Rabelais porte un siècle ; et c’est la vérité
Qu’en tout temps les penseurs couronnés de clarté,
Les Shakspeares féconds et les vastes Homères,
Tous les poëtes saints, semblables à des mères,
Ont senti dans leurs flancs des hommes tressaillir,
Tous, l’un le roi Priam et l’autre le roi Lear.
Leur fruit croît sous leur front comme au sein de la femme.
Ils vont rêver aux lieux déserts ; ils ont dans l’âme
Un éternel azur qui rayonne et qui rit ;
Ou bien ils sont troublés, et dans leur sombre esprit
Ils entendent rouler des chars pleins de tonnerres.
Ils marchent effarés, ces grands visionnaires.

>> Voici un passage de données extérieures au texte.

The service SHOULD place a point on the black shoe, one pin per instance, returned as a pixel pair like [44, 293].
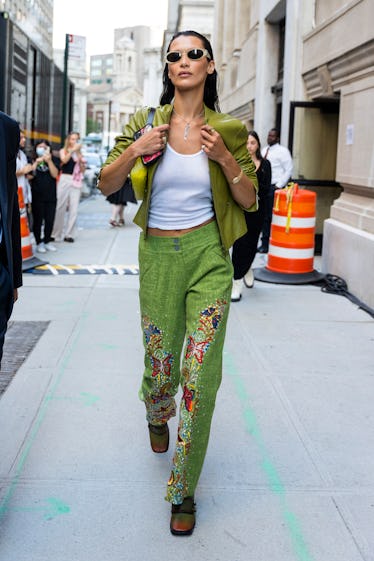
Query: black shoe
[182, 520]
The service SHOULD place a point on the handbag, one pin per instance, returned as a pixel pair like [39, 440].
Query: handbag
[148, 159]
[139, 172]
[77, 176]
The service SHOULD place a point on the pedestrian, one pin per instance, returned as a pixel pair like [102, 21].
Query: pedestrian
[69, 188]
[118, 201]
[43, 188]
[191, 214]
[10, 237]
[281, 170]
[245, 248]
[24, 170]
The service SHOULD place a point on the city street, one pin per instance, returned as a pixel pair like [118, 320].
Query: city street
[289, 473]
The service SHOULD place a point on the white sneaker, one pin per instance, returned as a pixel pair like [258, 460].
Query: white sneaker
[249, 278]
[40, 248]
[236, 292]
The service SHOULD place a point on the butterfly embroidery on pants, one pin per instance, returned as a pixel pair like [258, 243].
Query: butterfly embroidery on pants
[196, 349]
[161, 367]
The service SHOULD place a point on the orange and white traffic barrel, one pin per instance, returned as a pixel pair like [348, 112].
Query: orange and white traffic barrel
[28, 259]
[291, 247]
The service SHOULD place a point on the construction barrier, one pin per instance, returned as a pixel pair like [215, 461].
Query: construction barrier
[28, 259]
[291, 247]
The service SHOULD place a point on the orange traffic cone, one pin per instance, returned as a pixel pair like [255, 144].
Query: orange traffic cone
[291, 248]
[28, 259]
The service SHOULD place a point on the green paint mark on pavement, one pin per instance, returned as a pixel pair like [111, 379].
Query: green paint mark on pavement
[275, 484]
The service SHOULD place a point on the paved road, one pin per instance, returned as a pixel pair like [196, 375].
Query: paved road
[289, 474]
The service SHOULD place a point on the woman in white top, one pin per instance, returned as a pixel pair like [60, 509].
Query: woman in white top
[190, 215]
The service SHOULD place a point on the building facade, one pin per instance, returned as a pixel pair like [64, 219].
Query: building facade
[307, 68]
[34, 18]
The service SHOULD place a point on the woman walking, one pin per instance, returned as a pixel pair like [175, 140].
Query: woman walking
[43, 189]
[191, 214]
[245, 248]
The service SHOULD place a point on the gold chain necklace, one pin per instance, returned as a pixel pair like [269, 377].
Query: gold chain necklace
[188, 123]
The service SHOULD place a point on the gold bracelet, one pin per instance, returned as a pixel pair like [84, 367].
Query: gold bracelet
[236, 179]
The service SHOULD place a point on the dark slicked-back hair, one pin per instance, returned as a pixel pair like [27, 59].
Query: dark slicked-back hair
[210, 88]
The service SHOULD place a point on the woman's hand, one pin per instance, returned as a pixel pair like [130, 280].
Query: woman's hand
[243, 191]
[151, 141]
[212, 144]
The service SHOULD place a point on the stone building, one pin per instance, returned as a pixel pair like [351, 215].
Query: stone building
[307, 68]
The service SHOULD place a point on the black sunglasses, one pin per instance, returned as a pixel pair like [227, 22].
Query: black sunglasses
[193, 54]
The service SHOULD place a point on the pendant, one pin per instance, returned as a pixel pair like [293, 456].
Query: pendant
[186, 131]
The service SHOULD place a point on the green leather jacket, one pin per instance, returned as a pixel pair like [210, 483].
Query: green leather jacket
[229, 214]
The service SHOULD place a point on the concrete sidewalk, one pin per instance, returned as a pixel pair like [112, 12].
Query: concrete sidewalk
[289, 474]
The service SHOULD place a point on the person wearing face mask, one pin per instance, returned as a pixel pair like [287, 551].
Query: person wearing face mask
[245, 248]
[69, 191]
[43, 187]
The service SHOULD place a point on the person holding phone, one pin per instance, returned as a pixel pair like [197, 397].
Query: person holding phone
[43, 188]
[191, 214]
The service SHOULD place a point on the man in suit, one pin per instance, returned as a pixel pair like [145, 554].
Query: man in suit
[10, 237]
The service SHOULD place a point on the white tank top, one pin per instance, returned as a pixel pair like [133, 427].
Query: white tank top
[181, 193]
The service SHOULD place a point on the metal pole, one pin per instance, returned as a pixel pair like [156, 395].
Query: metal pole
[65, 89]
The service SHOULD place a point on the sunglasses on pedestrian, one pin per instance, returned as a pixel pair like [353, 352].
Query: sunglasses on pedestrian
[193, 54]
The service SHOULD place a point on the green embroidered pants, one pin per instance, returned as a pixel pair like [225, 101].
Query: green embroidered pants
[185, 290]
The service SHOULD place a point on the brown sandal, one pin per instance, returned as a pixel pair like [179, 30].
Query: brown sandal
[159, 437]
[182, 520]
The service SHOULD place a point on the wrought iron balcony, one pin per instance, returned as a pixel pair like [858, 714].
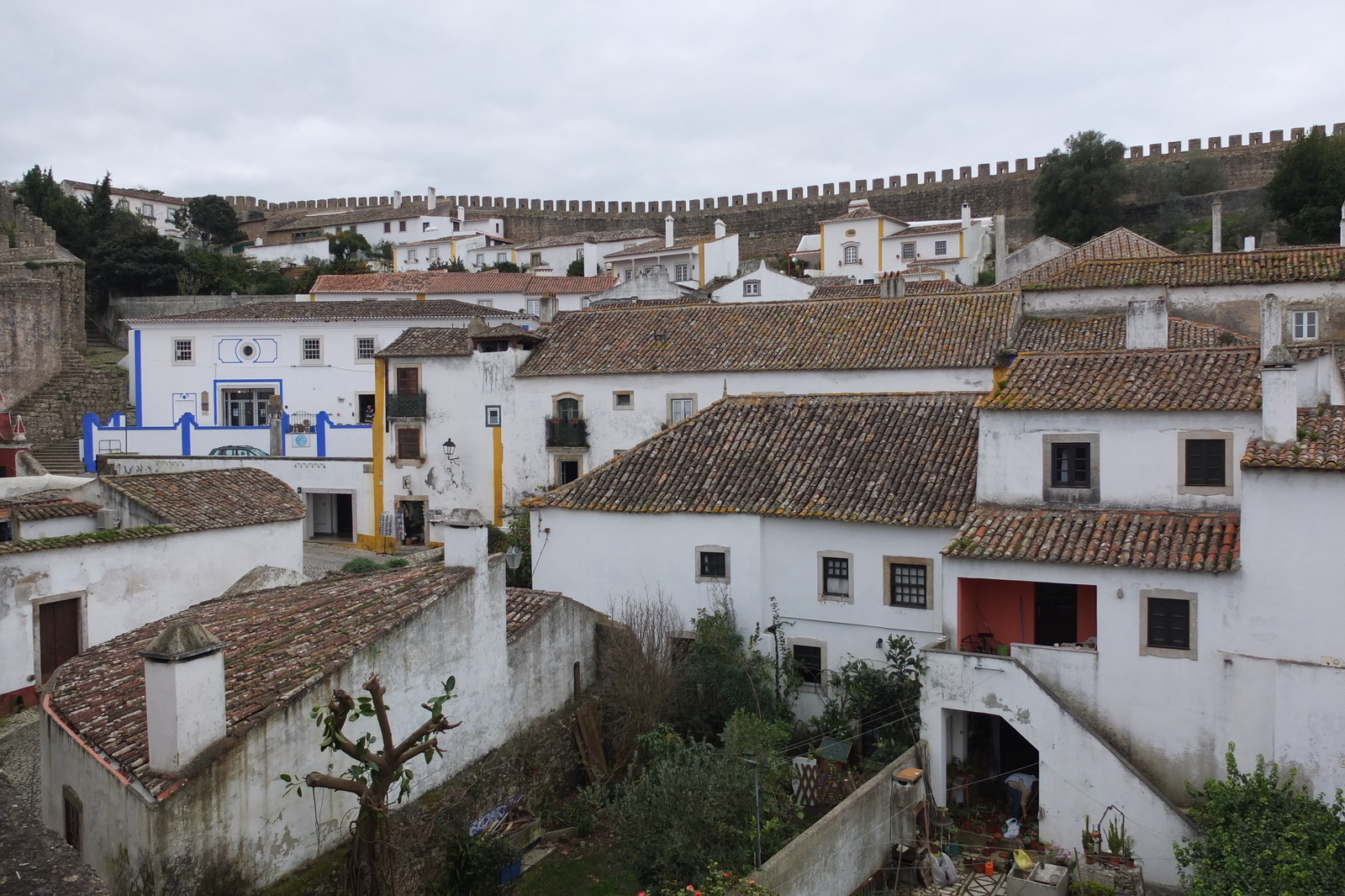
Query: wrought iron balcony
[407, 403]
[562, 432]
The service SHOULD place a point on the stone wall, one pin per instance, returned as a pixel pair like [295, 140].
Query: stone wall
[40, 302]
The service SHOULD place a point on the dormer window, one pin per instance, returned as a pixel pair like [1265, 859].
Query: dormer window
[1305, 326]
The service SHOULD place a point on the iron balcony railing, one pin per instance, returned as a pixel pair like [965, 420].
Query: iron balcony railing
[407, 403]
[562, 432]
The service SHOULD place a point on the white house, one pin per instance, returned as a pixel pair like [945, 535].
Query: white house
[553, 256]
[764, 284]
[692, 261]
[529, 410]
[865, 244]
[87, 564]
[152, 206]
[170, 741]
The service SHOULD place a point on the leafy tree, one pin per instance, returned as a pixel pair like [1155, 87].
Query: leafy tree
[1309, 187]
[372, 864]
[208, 219]
[1262, 835]
[1078, 192]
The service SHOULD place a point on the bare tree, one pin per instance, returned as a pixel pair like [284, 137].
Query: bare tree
[369, 869]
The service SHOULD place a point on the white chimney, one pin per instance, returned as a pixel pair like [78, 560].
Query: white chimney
[466, 539]
[185, 694]
[1147, 323]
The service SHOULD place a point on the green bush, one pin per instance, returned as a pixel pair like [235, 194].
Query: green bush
[1263, 835]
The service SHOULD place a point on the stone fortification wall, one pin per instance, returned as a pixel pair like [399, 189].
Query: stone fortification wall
[42, 298]
[771, 221]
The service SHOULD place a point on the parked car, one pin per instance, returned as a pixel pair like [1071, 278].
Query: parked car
[237, 451]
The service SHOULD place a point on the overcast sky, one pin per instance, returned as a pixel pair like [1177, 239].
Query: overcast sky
[634, 101]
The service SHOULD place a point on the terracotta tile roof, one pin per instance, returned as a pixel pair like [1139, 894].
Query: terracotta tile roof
[277, 645]
[958, 329]
[440, 282]
[1075, 334]
[1141, 380]
[212, 498]
[1320, 444]
[589, 235]
[1116, 244]
[901, 459]
[1143, 539]
[524, 607]
[1295, 264]
[430, 342]
[378, 309]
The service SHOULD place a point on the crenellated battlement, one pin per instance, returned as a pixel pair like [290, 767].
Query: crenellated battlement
[1235, 150]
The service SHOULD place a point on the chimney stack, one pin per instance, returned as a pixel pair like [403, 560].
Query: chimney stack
[466, 539]
[185, 694]
[1147, 323]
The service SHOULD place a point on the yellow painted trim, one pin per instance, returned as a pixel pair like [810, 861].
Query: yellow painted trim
[380, 423]
[498, 439]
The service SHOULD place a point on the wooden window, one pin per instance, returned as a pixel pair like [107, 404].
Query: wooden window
[908, 584]
[1205, 461]
[836, 576]
[1169, 623]
[408, 443]
[1071, 465]
[807, 660]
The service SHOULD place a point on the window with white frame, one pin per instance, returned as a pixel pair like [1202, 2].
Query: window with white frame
[1305, 324]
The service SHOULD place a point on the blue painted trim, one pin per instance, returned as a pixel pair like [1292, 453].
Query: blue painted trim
[140, 405]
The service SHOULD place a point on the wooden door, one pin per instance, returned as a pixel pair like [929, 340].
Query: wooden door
[58, 627]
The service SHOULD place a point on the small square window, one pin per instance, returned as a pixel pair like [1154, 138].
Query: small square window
[1205, 461]
[836, 576]
[1071, 465]
[908, 584]
[1305, 324]
[408, 443]
[1169, 623]
[807, 660]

Ils ne savent plus rien, tant ils vont devant eux,
Archiloque appuyé sur l’ïambe boiteux,
Euripide écoutant Minos, Phèdre et l’inceste.
Molière voit venir à lui le morne Alceste,
Arnolphe avec Agnès, l’aube avec le hibou,
Et la sagesse en pleurs avec le rire fou.
Cervantes pâle et doux cause avec don Quichotte ;
À l’oreille de Job Satan masqué chuchote ;
Dante sonde l’abîme en sa pensée ouvert ;
Horace voit danser les faunes à l’œil vert ;
Et Marlow suit des yeux au fond des bois l’émeute
Du noir sabbat fuyant dans l’ombre avec sa meute.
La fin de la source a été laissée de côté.